Integrating cavity design minimizes variability caused by fiber positioning, connector orientation, and polarization.
Manufacturers of multiplexers, attenuators, amplifiers, and other fiber-optic components must characterize their products for parameters such as insertion loss and polarization-dependent loss. Insertion loss is usually accomplished by measuring output power variations before and after the component has been connected to a laser source. Polarization-dependent loss is measured by varying the input polarization to the device, and measuring the variation in power as the polarization vector is swept through all possible angles. The power meter used to perform these measurements may be sensitive to these types of variations, compromising measurement accuracy of the component under test. Most power meters, for instance, are sensitive to changes in polarization as well as uniformity of illumination of the detector surface and position of the fiber end with respect to the detector. In practice, integrating spheres are used to reduce these sensitivities.
A new integrating sphere design (US patent #6,810,161) has been developed to reduce the polarization dependent response of power meters and to desensitize the meter to fiber positioning variations. An integrating sphere is a spherical chamber whose inner surface has a very high, spectrally flat, diffuse reflectivity. Light that is input into the chamber through a small opening is reflected multiple times. Because the interior surface has a high diffuse reflectivity, the light is not specularly reflected as would happen with a mirror. Instead, it is reflected multiple times in a continuum of angles lambertian in shape at each bounce. This leads to very strong randomization of the light propagation vector within the chamber, which results in extremely uniform illumination as well as a highly randomized polarization state. In a perfect integrating sphere, an output port may be placed almost anywhere on the chamber and the percentage of light output through the port will be a constant percentage of the light input, regardless (within reason) of launch angle into the chamber or divergence of the input.
The largest problem with integrating spheres is the potential for a light ray to propagate directly from the input port to the output port without being reflected at least twice. In other words, any specular reflections that are incident on the output port increase the sensitivity of the sphere to input launch conditions. This problem is overcome through the addition of a second integrating sphere. By employing a second cavity as well as off-axis input and output ports, multiple reflections and uniform mixing of the reflections leads to increased uniformity of the light that is incident on the photodetector.

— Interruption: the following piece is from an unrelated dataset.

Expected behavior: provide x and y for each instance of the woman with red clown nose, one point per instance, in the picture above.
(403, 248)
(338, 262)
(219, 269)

As can be seen in the figure, the integrating chambers are not the same size. By varying both the shape and the size, the coupling efficiency between input and output ports can be optimized or configured for a specific result. In this case, reducing the size of the second cavity reduces the losses due to transmission from the first cavity to the second.
Optical-fiber outputs typically have divergences measured on the order of degrees. Capturing all of this light for an accurate power measurement is not possible without careful attention to alignment of the fiber with respect to the photodetector or by using an integrating sphere with an imbedded detector. In direct detector measurements with careful alignment of the fiber to the detector surface, accurate power measurements are possible, but at the expense of very strong polarization sensitivity. When using integrating spheres, varying the size of the input sphere allows different maximum divergences to be accommodated. In the design presented, all common single-mode and multi-mode fibers are supported.